Schweeere Entscheidungen
Entscheidungen zu treffen kann für Hochsensible eine große Herausforderung sein. Ihre Neigung sämtliche Details in den Blick zu nehmen macht es ihnen oft schwer, schnell und eindeutig zu wissen, was der nächste Schritt sein muss. Dazu trägt zum einen ihre komplexe Wahrnehmung bei. Es gibt einfach tausend Einzelheiten, die mit dieser oder jener Richtung verknüpft sind. Und um daraus kluge Ableitungen treffen zu können, wollen die alle erstmal bedacht sein. Andererseits ist die Neigung zur Überstimulation bei HS mitverantwortlich für langsame Entscheidungsprozesse. Eine schlechte oder falsche Entscheidung kann in ihren Auswirkungen auch unschöne Gefühle auslösen: Schuldgefühle, unangenehme Konsequenzen, Überforderung …
Besser ein anderer macht´s
HS, die mit diesem Thema noch wenig planvollen Umgang hatten, sind vielleicht zu der Einsicht gelangt, dass sie Entscheidungssituationen hassen. Besser ein anderer nimmt den Richtungsentscheid in die Hand. Dann geht es nur noch darum sich selbst mit den Gegebenheiten zu arrangieren. Vermutlich ist das ein Weg in die eher unbefriedigende Abhängigkeit, die mehr und mehr zu Rückzug aus verantwortungsvollen Situationen und eine gewisse Art der Lebensverweigerung führt.

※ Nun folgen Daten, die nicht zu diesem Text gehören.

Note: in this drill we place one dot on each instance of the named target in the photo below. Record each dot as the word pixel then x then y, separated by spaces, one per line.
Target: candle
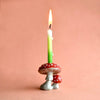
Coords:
pixel 50 38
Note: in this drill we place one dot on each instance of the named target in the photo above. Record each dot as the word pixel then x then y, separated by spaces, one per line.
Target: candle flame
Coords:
pixel 50 18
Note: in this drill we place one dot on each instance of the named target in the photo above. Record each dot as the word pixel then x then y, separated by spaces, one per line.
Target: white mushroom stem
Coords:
pixel 47 85
pixel 55 85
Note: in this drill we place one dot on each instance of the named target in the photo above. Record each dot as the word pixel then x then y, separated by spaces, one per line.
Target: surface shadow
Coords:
pixel 28 88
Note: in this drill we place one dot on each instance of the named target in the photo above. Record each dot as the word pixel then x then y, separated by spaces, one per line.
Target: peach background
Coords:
pixel 23 48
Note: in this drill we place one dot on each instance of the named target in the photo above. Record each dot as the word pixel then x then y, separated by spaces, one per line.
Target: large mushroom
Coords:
pixel 49 69
pixel 56 79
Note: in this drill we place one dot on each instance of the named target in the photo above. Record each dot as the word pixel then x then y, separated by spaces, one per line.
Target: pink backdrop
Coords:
pixel 23 48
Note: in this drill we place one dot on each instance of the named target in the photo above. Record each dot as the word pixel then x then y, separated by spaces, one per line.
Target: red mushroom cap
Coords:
pixel 49 67
pixel 57 79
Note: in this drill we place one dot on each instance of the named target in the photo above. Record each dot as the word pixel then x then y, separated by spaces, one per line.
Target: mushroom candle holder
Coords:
pixel 50 69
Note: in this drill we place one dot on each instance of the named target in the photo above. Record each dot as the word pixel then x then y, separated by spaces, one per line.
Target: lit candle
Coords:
pixel 50 38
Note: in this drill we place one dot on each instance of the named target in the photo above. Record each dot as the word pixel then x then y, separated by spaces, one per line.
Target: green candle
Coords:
pixel 50 38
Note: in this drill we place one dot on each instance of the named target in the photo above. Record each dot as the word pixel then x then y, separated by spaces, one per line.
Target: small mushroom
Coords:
pixel 56 79
pixel 49 69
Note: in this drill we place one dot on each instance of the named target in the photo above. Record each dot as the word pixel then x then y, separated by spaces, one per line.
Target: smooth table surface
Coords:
pixel 23 48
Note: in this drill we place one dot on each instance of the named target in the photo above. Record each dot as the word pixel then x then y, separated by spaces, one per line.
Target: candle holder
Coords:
pixel 52 79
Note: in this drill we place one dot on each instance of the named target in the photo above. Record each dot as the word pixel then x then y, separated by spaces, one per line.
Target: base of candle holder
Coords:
pixel 52 79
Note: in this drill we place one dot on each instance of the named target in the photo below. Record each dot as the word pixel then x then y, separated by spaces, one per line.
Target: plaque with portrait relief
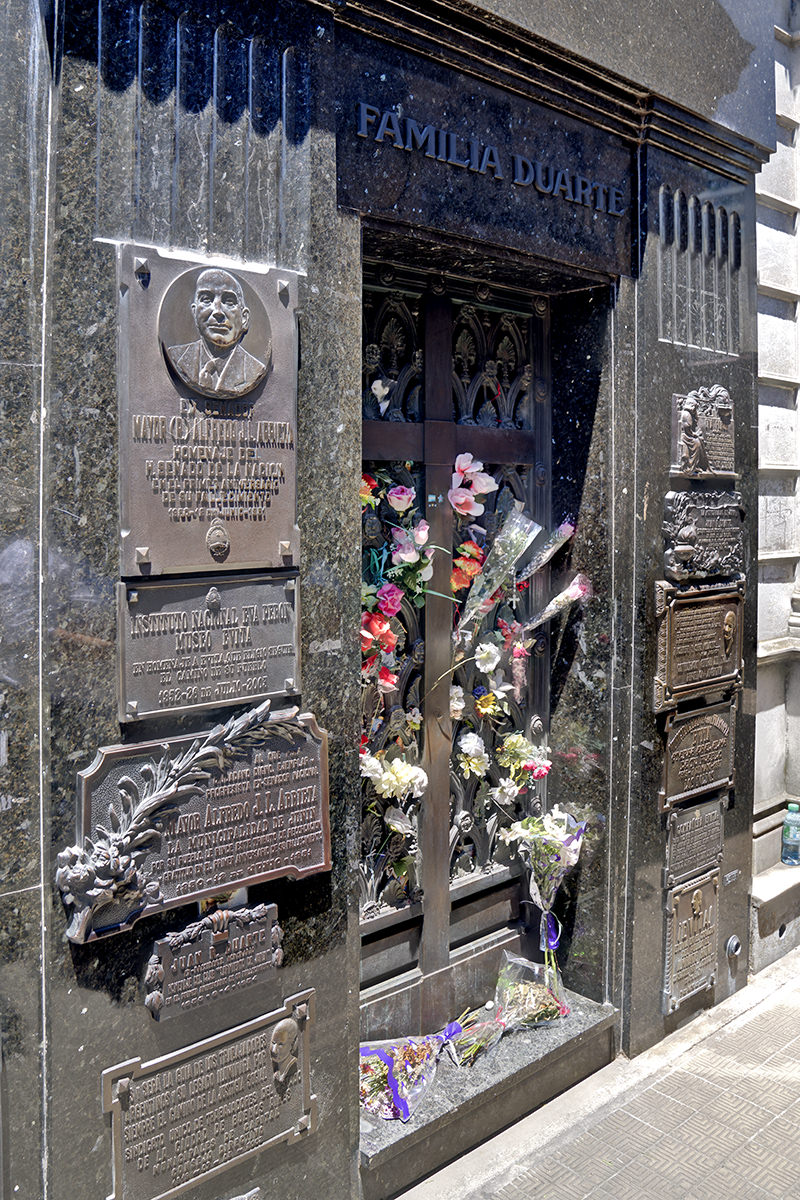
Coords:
pixel 699 641
pixel 206 642
pixel 691 939
pixel 206 367
pixel 695 840
pixel 699 753
pixel 703 535
pixel 187 1116
pixel 703 435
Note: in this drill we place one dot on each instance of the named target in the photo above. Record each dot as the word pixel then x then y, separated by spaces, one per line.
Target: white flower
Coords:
pixel 371 767
pixel 487 657
pixel 506 792
pixel 471 744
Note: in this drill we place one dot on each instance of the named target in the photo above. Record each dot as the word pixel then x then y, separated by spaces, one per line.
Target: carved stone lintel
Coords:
pixel 212 958
pixel 164 823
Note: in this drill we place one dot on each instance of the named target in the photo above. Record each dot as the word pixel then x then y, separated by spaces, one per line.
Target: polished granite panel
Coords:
pixel 22 1038
pixel 96 990
pixel 668 49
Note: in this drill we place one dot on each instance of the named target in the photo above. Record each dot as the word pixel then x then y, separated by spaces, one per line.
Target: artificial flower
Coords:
pixel 371 767
pixel 420 533
pixel 473 757
pixel 368 484
pixel 390 598
pixel 405 550
pixel 386 681
pixel 464 503
pixel 401 498
pixel 487 655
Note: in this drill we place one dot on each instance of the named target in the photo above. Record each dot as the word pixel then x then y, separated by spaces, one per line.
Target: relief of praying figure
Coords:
pixel 693 457
pixel 216 364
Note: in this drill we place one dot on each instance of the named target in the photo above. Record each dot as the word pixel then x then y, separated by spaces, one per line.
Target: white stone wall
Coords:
pixel 777 187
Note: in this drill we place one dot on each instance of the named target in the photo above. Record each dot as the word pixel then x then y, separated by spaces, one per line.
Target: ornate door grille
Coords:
pixel 449 367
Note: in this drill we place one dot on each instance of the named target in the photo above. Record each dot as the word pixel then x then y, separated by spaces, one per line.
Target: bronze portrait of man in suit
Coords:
pixel 216 364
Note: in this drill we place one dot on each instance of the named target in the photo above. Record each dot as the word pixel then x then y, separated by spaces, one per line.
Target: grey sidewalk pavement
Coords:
pixel 713 1113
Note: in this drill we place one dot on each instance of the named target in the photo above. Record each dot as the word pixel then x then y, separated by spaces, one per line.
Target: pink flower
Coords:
pixel 386 681
pixel 401 498
pixel 404 551
pixel 482 484
pixel 465 466
pixel 420 532
pixel 464 503
pixel 390 599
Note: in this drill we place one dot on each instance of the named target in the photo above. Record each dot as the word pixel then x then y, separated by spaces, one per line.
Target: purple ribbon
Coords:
pixel 548 933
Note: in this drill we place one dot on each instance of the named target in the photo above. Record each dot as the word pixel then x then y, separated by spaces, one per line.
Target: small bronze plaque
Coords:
pixel 211 959
pixel 699 641
pixel 190 1115
pixel 161 823
pixel 693 841
pixel 703 535
pixel 206 642
pixel 691 951
pixel 208 363
pixel 699 753
pixel 703 433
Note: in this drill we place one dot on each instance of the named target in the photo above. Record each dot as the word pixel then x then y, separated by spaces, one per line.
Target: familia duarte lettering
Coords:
pixel 482 159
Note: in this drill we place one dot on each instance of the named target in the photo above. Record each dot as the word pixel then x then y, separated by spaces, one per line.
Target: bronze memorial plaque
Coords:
pixel 699 753
pixel 192 1114
pixel 699 641
pixel 161 823
pixel 691 949
pixel 206 642
pixel 693 841
pixel 211 959
pixel 208 363
pixel 703 535
pixel 703 435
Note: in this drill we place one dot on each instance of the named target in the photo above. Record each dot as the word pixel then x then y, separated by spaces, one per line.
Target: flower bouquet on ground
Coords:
pixel 549 846
pixel 394 1077
pixel 527 995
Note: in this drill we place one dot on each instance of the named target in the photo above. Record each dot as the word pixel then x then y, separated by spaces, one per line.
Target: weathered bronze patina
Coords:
pixel 693 840
pixel 699 753
pixel 187 1116
pixel 206 642
pixel 211 959
pixel 208 415
pixel 161 823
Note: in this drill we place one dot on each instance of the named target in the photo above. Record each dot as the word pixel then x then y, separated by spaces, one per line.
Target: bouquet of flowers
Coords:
pixel 511 543
pixel 527 994
pixel 394 1077
pixel 549 846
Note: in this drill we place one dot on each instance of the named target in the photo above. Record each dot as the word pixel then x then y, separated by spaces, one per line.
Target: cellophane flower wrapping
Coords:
pixel 395 1077
pixel 510 545
pixel 528 994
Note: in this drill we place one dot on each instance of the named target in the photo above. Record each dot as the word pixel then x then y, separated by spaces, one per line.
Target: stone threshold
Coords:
pixel 774 915
pixel 469 1104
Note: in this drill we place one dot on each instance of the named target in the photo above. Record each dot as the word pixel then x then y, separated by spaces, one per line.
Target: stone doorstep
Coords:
pixel 774 915
pixel 469 1104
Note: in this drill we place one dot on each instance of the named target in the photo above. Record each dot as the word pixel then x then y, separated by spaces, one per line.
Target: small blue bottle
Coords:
pixel 791 839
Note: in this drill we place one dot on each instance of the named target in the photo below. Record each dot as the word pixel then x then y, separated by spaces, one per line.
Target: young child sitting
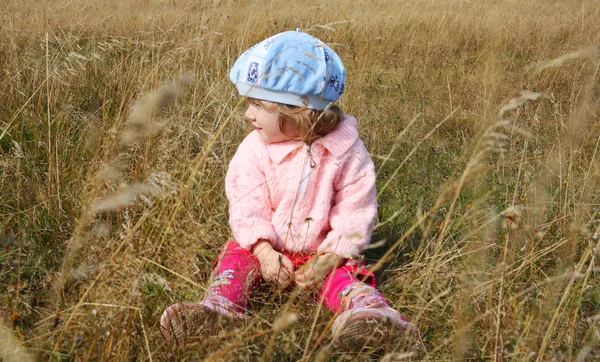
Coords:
pixel 302 198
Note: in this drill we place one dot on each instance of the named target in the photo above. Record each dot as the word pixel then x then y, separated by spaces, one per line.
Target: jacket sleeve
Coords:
pixel 249 200
pixel 354 212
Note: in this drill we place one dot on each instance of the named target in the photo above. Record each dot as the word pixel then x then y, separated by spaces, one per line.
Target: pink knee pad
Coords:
pixel 235 271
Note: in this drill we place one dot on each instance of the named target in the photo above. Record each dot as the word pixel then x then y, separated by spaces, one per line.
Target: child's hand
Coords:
pixel 274 266
pixel 316 269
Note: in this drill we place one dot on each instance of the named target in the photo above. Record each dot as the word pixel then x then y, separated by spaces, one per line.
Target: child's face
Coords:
pixel 265 118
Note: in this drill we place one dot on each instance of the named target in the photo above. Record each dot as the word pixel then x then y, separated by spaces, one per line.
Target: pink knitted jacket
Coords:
pixel 304 199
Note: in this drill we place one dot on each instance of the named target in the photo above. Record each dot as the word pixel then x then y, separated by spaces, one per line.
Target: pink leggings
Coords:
pixel 237 270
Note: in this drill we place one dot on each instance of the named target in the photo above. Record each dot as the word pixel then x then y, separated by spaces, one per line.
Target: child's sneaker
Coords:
pixel 368 322
pixel 370 328
pixel 182 321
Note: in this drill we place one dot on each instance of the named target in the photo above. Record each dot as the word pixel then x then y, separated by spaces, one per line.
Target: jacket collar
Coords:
pixel 336 142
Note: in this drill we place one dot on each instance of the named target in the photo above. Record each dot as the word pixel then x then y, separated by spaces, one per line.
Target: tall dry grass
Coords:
pixel 482 118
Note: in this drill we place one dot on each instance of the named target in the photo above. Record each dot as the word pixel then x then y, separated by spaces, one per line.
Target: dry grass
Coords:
pixel 111 175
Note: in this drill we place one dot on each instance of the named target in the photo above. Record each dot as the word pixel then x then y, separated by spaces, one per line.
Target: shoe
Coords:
pixel 182 322
pixel 368 328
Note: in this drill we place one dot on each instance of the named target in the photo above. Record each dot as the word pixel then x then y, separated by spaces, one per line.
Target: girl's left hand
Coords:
pixel 316 269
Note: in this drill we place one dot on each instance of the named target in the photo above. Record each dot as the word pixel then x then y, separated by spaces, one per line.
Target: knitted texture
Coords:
pixel 329 206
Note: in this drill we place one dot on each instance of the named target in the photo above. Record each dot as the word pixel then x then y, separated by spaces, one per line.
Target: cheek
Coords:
pixel 290 129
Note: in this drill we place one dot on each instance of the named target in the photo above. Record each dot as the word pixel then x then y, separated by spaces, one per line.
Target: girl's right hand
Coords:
pixel 274 266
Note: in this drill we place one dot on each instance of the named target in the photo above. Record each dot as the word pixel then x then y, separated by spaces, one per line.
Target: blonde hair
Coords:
pixel 310 124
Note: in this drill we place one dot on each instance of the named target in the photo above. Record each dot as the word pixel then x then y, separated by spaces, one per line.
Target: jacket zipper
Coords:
pixel 312 162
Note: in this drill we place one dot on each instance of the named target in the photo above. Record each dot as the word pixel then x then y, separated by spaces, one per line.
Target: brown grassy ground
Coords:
pixel 112 209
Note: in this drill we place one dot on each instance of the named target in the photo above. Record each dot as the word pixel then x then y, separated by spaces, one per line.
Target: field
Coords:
pixel 118 120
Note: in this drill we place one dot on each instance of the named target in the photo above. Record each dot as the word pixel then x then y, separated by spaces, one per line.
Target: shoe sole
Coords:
pixel 366 333
pixel 186 322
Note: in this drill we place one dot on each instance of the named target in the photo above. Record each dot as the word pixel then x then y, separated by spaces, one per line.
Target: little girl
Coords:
pixel 302 198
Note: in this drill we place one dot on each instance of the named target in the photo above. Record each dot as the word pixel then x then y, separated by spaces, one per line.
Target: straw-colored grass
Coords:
pixel 117 122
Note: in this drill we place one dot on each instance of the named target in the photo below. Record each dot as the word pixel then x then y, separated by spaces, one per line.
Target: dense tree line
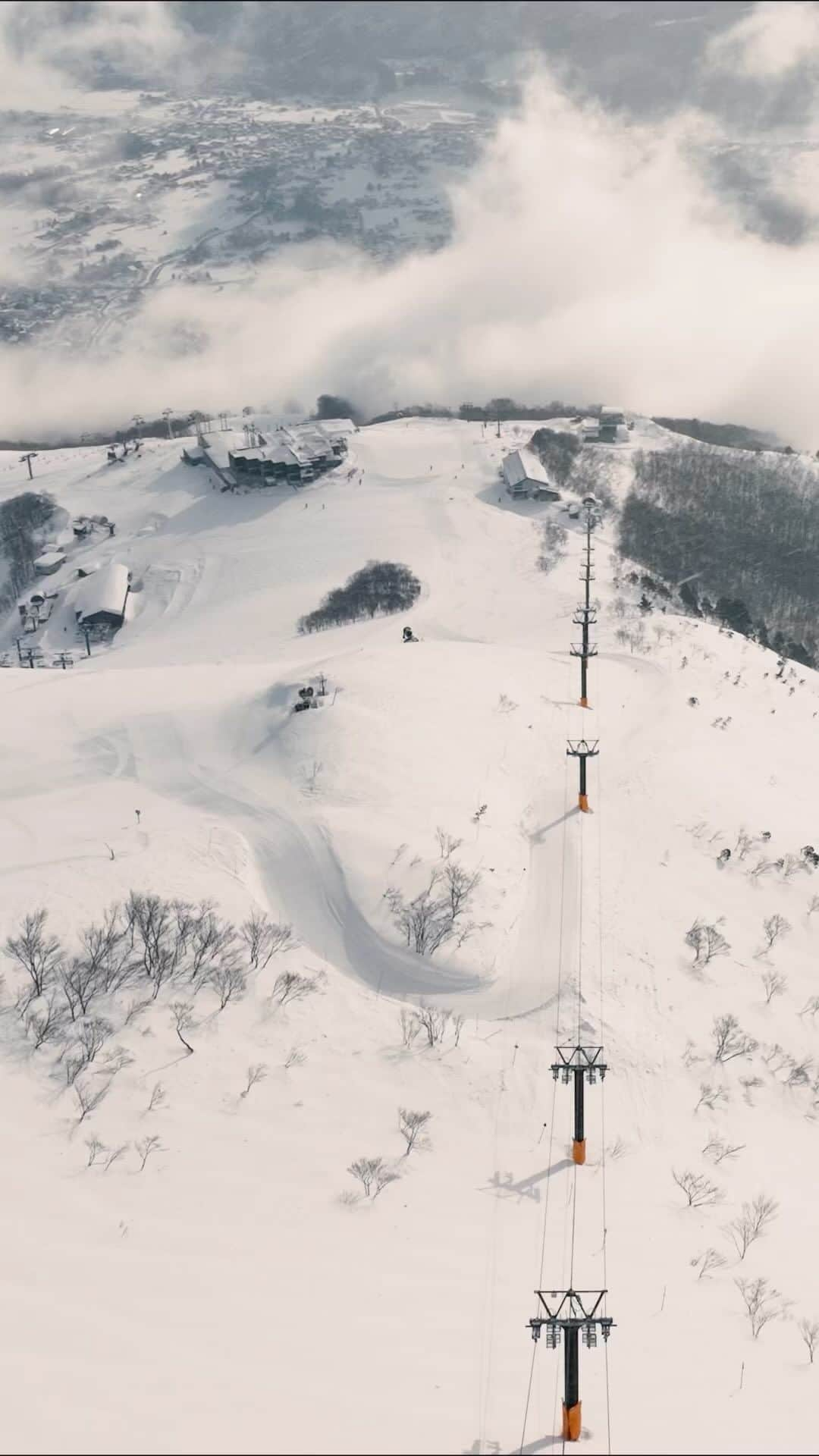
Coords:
pixel 736 437
pixel 20 517
pixel 381 587
pixel 738 535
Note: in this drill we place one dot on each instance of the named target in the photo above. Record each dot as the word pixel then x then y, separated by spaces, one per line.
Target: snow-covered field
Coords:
pixel 228 1296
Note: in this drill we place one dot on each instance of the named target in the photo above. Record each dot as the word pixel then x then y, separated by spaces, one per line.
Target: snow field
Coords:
pixel 224 1298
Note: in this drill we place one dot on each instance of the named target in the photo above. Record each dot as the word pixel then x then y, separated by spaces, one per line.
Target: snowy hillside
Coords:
pixel 240 1292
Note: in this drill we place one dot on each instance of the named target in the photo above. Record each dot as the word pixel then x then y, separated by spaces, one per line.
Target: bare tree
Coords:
pixel 95 1147
pixel 761 1302
pixel 146 1147
pixel 447 842
pixel 410 1126
pixel 774 984
pixel 774 928
pixel 290 986
pixel 707 1261
pixel 706 941
pixel 88 1101
pixel 365 1169
pixel 730 1041
pixel 717 1149
pixel 751 1223
pixel 183 1014
pixel 809 1331
pixel 114 1153
pixel 156 1098
pixel 257 1072
pixel 229 983
pixel 264 938
pixel 93 1036
pixel 433 1022
pixel 711 1097
pixel 134 1009
pixel 36 951
pixel 46 1024
pixel 697 1188
pixel 410 1027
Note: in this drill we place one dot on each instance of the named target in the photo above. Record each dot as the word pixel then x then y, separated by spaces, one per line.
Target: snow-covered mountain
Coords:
pixel 241 1292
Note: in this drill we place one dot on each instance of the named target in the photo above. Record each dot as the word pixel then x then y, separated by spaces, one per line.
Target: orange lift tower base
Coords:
pixel 575 1312
pixel 580 748
pixel 575 1065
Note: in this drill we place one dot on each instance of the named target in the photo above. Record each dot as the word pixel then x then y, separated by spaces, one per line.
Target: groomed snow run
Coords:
pixel 240 1293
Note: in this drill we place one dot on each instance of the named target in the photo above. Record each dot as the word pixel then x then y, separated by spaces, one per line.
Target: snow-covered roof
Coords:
pixel 522 465
pixel 337 427
pixel 104 592
pixel 50 561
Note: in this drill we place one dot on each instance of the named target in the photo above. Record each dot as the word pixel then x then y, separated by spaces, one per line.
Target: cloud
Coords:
pixel 770 41
pixel 589 261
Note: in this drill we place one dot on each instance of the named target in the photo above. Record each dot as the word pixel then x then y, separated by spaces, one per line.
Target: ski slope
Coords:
pixel 226 1298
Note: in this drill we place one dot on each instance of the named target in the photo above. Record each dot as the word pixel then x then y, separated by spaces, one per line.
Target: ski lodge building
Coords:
pixel 101 599
pixel 525 476
pixel 284 455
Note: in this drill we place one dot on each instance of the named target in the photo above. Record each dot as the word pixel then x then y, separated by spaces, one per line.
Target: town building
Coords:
pixel 101 599
pixel 525 476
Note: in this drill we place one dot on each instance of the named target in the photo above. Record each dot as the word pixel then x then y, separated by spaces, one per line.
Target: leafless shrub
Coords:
pixel 751 1223
pixel 433 1022
pixel 264 938
pixel 707 1261
pixel 88 1101
pixel 706 941
pixel 228 982
pixel 373 1174
pixel 183 1014
pixel 697 1188
pixel 37 952
pixel 146 1147
pixel 748 1087
pixel 761 1302
pixel 290 986
pixel 114 1062
pixel 799 1074
pixel 93 1036
pixel 112 1155
pixel 47 1024
pixel 774 984
pixel 809 1331
pixel 257 1072
pixel 447 842
pixel 717 1149
pixel 410 1027
pixel 711 1097
pixel 773 929
pixel 792 865
pixel 410 1126
pixel 430 919
pixel 365 1169
pixel 730 1041
pixel 134 1009
pixel 95 1147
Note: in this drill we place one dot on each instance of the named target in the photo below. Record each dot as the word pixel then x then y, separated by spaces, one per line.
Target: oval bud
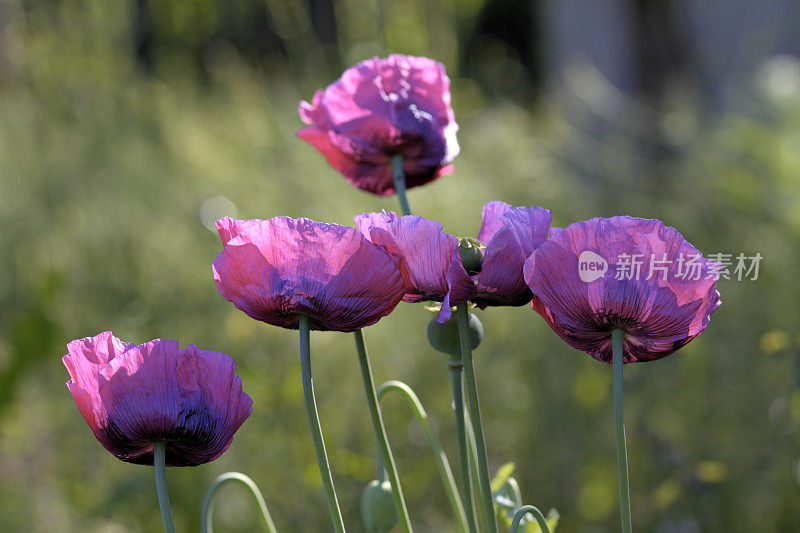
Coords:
pixel 377 507
pixel 444 337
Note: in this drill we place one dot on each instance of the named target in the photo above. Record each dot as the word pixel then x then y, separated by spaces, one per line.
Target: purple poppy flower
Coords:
pixel 428 257
pixel 275 270
pixel 380 108
pixel 623 272
pixel 132 396
pixel 430 262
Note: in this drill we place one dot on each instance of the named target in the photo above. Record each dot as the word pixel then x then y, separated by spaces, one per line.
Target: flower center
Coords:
pixel 610 319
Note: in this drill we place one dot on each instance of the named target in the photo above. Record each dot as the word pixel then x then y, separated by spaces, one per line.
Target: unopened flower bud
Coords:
pixel 377 507
pixel 444 337
pixel 471 253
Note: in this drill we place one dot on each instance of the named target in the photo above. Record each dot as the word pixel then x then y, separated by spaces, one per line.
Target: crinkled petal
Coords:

Gute Selbsteinschätzung als Selbstmanagement-Tool
Es gibt proaktiveren Umgang mit der Schwierigkeit sich zwischen zwei oder mehreren Varianten entscheiden zu müssen. Da ist zunächst eine gute Selbsteinschätzung: was liegt mir? wieviel kann ich verkraften? wo sind meine Grenzen? auf wen würde ich mich verlassen? etc. Wenn ich hier so gut es geht die eigene Überforderung ausschließe, habe ich eine solide Grundlage für die nächsten Schritte gelegt.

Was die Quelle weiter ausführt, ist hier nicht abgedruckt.